7

Is there a "soft" version for the ye-olde precision and recall metrics? Precision (and recall) are defined given binary decisions, i.e.

precision=sum(marked_as_positive* is_positive)/sum(marked_as_positives)

Where marked_as_positive equals 0 or 1. Has anyone encountered a version that use probabilities instead of binary decisions, i.e.

sum(P(is_positive)*is_positive)/sum(P(is_positive))

Where P(is_positive) is between 0 to 1 and represents the probability that a given sample is positive as assigned by some classifier?

I'm aware of logloss, AUC and similar "soft" metrics, but for some reason never encountered the one above - which makes me suspect that there's something very wrong with using it.

r0u1i
  • 193
  • 1
    Look up precision-recall curves. – Jeffrey Girard Oct 09 '16 at 15:11
  • It does seem like a weird metric. I don't see the appeal of it. – Kodiologist Oct 09 '16 at 19:05
  • @kodiologist - it's like precision but for tasks where you are going to weigh examples by their probability. Example: given a set of subscribers predict how many (and not specifically who) will churn in the next year. – r0u1i Oct 09 '16 at 19:56
  • 1
    @r0u1i But you don't have the true probabilities; you only have your predicted probabilities, which you're comparing to binary observations. It doesn't make make sense to me to weight observations by a prediction about them.

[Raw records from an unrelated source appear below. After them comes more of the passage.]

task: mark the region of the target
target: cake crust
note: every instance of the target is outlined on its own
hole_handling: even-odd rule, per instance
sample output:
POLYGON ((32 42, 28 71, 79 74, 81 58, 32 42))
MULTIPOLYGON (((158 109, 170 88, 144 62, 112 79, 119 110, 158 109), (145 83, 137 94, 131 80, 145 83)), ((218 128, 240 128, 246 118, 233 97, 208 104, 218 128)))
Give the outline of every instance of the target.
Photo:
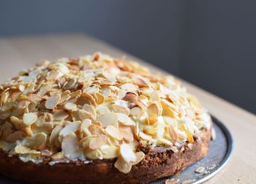
POLYGON ((30 183, 148 183, 157 179, 178 174, 203 156, 208 150, 211 130, 201 131, 201 137, 195 138, 192 146, 187 143, 184 151, 174 153, 164 147, 144 150, 145 158, 133 165, 124 174, 114 166, 116 159, 94 160, 59 163, 50 166, 46 163, 23 162, 17 156, 9 157, 0 153, 0 172, 4 175, 30 183))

The standard tool for comparing probabilistic predictions to discrete outcomes is proper scoring rules. – Kodiologist Oct 09 '16 at 21:27

1 Answers1

2

There are different scenarios that make such "partial class memberships" sensible (in different ways) for both prediction [that is quite straightforward] and reference.

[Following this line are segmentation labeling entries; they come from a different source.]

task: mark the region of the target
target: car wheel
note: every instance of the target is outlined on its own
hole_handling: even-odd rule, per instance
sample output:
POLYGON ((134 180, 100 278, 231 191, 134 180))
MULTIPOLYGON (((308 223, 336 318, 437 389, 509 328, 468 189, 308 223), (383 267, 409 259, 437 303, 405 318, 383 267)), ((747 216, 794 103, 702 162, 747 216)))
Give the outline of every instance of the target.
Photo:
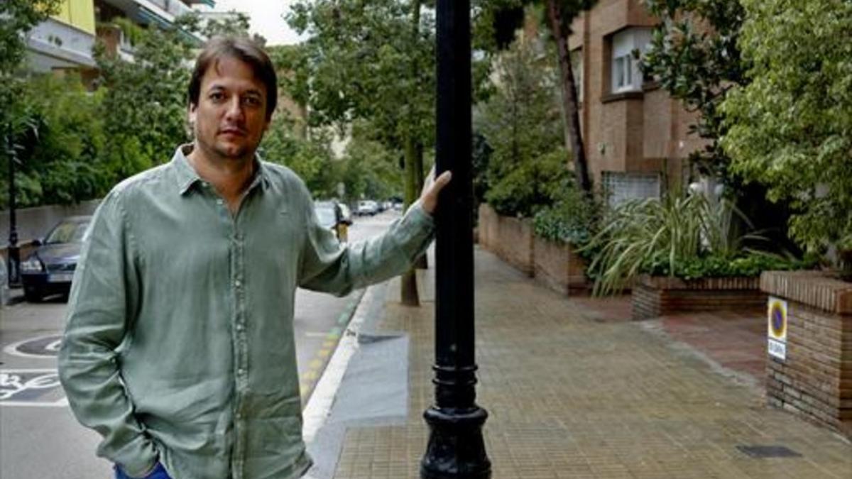
POLYGON ((24 290, 24 299, 27 303, 40 303, 43 297, 44 297, 44 293, 36 288, 24 290))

Remote sensing discusses the "problem of mixed pixels" which are not probabilities but fractions as in fuzzy sets - true classes are mixed because of low [spatial] resolution. For literature, see e.g. the references in the paper linked below.

I've been looking into "soft" figures of merit from a chemometric perspective with a medical application in my PhD (and in a scenario where we have both probabilities as in the reference diagnosis is not entirely certain about class and mixture of pure classes as in the measurement volume, several classes of cells occur). In that context I found it better to sort out optimism/pessimism (as in optimistic/pessimistic bias) in the derived figures of merit: the uncertainty in the reference for both probability and mixture translates into a range for the figure of merit that is in accordance with the observed reference and prediction labels. I find it convenient to state figures of merit as worst case - expected case [under certain assumptions] - best case (as the medical application was a scenario of advising surgeons to cut out brain tissue, the worst case performance of such a diagnostic tool would be the one to focus on - whereas I found that the remote sensing literature tended to use the optimistic best case numbers).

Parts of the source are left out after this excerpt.